8.4 the Above liability provisions also apply to agents in respect of the liability of the seller for his assistants and legal representative.
9) exemption in violation of third party rights
The seller owes to the contents of the contract, in addition to the delivery of goods and the processing of the goods according to specific requirements of the customer, the customer must ensure that the seller of him for the purpose of processing the licensed content to any third-party rights (e.g. copyrights, or trademark rights). The customer shall indemnify the seller from claims of third parties, in connection with a violation of their rights by the contractual use of the contents of the customer by the seller against the claim. The customer shall assume the reasonable costs of necessary legal defence including all court and attorney costs at the statutory rate. This does not apply if the infringement is not the responsibility of the customer. The customer is obliged to inform the seller in the event of a claim by a third party immediately, truthfully and completely all information that is available for the examination of claims and a defense.
10) redemption of promotional vouchers
10.1 gift vouchers that are issued from the seller within the framework of advertising campaigns with a certain validity period, free of charge, and can not be purchased by the customer (hereafter "promotional vouchers"), can only be in the seller's Online Shop and during the indicated period of time redeemed.

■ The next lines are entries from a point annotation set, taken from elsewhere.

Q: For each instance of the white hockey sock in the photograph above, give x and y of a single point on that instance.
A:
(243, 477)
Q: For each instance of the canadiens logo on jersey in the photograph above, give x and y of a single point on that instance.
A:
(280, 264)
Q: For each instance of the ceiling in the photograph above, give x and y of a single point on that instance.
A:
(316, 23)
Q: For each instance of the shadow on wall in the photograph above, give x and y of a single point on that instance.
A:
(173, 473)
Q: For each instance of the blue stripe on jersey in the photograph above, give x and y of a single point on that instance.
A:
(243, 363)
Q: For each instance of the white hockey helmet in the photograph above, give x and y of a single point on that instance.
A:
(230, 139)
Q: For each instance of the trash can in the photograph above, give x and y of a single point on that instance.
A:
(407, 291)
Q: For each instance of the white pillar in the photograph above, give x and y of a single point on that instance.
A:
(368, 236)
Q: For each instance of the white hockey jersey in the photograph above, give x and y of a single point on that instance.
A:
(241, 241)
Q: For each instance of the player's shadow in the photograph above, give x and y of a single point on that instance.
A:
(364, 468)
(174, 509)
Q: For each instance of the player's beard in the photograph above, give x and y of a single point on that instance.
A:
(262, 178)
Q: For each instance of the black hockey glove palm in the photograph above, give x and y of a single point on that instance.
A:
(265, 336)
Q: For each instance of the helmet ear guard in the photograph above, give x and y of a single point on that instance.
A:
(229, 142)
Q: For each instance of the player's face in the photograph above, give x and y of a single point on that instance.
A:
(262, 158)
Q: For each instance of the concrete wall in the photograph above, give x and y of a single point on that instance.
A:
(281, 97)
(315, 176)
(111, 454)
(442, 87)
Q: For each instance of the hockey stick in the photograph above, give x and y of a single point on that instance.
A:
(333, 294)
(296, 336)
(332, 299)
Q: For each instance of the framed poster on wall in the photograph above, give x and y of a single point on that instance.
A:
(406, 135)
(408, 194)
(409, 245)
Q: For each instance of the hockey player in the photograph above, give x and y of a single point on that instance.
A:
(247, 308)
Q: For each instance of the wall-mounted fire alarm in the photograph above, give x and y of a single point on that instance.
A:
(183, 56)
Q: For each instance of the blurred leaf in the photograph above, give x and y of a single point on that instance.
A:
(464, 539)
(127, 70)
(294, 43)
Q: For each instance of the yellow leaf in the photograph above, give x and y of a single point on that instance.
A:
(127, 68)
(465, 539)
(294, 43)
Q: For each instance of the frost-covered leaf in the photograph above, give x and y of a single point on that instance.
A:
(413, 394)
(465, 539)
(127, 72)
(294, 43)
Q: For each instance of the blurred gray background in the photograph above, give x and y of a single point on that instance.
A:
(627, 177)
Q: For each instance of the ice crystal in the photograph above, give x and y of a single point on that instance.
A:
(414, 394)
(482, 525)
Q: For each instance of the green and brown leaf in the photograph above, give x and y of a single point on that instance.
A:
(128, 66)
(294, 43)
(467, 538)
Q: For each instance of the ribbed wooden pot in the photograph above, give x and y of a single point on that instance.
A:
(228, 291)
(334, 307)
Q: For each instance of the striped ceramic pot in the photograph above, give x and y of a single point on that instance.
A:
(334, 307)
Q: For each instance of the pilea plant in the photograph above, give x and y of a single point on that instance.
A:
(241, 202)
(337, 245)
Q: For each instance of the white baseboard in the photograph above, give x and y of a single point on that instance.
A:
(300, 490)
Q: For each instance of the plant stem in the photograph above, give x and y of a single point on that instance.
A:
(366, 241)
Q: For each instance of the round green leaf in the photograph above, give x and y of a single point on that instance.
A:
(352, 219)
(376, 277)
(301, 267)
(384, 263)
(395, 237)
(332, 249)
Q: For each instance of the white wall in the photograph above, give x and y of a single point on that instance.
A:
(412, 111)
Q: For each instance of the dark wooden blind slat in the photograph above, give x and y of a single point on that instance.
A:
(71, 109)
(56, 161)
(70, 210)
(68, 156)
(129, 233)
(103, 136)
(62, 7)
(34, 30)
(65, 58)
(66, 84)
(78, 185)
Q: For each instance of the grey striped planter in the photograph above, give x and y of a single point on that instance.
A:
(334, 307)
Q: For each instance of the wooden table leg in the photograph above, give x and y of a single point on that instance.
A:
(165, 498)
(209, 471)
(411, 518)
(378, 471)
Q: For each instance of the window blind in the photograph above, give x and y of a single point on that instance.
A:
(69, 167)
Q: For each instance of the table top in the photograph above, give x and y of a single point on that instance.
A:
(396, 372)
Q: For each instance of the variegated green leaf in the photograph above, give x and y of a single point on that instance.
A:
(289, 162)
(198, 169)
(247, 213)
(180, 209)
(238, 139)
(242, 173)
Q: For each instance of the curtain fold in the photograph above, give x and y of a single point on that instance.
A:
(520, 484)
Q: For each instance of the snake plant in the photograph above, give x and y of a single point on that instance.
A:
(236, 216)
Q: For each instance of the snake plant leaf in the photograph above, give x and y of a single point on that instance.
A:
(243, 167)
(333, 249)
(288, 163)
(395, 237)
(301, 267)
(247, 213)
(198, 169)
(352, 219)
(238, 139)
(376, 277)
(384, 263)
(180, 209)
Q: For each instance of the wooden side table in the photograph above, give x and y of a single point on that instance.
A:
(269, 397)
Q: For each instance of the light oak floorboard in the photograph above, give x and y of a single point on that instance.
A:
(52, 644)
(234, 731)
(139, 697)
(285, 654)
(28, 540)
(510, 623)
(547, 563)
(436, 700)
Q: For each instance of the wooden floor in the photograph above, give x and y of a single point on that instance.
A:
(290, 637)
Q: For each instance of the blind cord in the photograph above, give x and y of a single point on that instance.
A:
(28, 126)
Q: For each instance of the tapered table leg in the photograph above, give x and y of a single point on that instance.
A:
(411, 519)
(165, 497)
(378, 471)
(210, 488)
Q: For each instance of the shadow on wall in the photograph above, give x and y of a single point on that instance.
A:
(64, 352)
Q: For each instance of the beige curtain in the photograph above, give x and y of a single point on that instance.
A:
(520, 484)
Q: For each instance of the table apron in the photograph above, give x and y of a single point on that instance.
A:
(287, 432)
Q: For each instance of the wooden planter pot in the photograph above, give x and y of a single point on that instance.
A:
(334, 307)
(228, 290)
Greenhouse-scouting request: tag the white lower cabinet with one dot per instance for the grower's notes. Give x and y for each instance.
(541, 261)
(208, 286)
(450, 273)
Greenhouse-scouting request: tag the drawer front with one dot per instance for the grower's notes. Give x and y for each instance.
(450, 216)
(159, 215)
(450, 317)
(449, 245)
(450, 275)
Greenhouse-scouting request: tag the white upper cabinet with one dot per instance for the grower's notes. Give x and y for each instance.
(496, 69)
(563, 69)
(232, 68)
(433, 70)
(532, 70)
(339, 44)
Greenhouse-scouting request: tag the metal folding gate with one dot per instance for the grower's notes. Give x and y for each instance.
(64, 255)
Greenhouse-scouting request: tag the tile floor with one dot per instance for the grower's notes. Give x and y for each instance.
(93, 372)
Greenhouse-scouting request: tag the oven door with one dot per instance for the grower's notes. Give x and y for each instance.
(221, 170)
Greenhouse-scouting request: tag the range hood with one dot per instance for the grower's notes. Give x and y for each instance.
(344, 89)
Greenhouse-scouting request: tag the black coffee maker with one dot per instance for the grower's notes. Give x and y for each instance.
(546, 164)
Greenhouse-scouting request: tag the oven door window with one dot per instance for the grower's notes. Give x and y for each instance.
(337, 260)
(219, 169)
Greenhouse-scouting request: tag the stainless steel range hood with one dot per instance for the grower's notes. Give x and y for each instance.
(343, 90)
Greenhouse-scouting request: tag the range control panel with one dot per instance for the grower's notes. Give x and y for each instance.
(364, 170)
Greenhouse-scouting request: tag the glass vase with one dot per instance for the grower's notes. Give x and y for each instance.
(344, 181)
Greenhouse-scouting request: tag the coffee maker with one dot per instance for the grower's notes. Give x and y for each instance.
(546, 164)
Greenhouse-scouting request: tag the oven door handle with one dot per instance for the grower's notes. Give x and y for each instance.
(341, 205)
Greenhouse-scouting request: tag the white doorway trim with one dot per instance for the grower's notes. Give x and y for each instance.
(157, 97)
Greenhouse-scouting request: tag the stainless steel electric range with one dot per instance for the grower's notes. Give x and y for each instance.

10.2 Individual products may be excluded from the coupon promotion, if the restriction from the content of the promotional voucher.
10.3 promotional vouchers can only be used prior to completion of the order process redeemed. A subsequent settlement is not possible.
10.4 Per order can be redeemed a promotional voucher.
10.5 the value of The goods must equal at least the amount of the coupon. Any remaining balance will not be refunded by the seller.
10.6 the value of the promotional voucher is not Sufficient to cover the order, you can choose to pay for the Difference from the rest of the payment offered by the seller.
10.7 The balance of a promotional voucher will not be paid out in cash and is not subject to interest.
10.8 The promotional voucher will not be refunded when the customer returns with the promotional voucher in full or partially paid goods in the framework of his statutory right of withdrawal.
10.9 The promotional voucher is non-transferable. The seller may make payment with discharging effect to the respective holder who redeems the promotional coupon at the Online Shop of the seller. This does not apply if the seller has knowledge or grossly negligent ignorance of the non-permission of the incapacity or the lack of representation of authorization of the respective owner.
11) Applicable Law
11.1 For all legal relationships of the parties, the law of the Federal Republic of Germany shall apply under exclusion of the laws about the international purchase of movable. In the case of consumers this choice of law only applies insofar as the protection granted by mandatory provisions of the Law of the state in which the consumer has his habitual residence, is withdrawn.
11.2 Furthermore, this choice of law applies in relation to the statutory right of withdrawal in the case of consumers, any member state of the European Union at the time of conclusion of the contract and whose sole residency and delivery address at the time of conclusion of the contract outside of the European Union.
12) Alternative Dispute Resolution
12.1 The European Commission provides on the Internet under the following Link, a platform for Online dispute resolution: http://ec.europa.eu/consumers/odr
This platform serves as a point of contact for out-of-court settlement of disputes arising from Online or service contracts in which a consumer is involved in the purchase.
12.2 The seller shall be obliged to participate in a dispute resolution procedure before a consumer arbitration not yet ready.